International organizations including Amnesty International, Human Rights Watch, and the International Transport Workers' Federation called for his release and condemned the harsh treatment he received.
Osanlu said his interrogators subjected him to physical and psychological torture, including long periods in solitary confinement.
He said he learned about the campaigns for his release and calls for his freedom through relatives and other prisoners.

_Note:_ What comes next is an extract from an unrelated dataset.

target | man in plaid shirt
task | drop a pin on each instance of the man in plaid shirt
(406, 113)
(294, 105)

“The families who were visiting would tell us or prisoners who were transferred to court or to the hospital would hear such news and inform other prisoners upon return to prison," Osanlu said. "It was [important] for prisoners to find out that they were not forgotten -- these measures have an impact inside of Iran.”
He said he wants to continue his work from exile, which he acknowledges might be difficult. Other activists who have left Iran have struggled to remain relevant, and many are quickly forgotten.
Forcing activists into exile appears to be a strategic tactic by Tehran. In recent years, and especially since the bitterly disputed 2009 election and the ensuing crackdown, the regime has intensified pressure on many of those pushing for change.
Osanlu said he’s not discouraged.
"Being inside or outside the country is not a determining factor, I think," Osanlu said. "What is important is what conditions you’re facing and what possibilities you have and what price you’re ready to pay."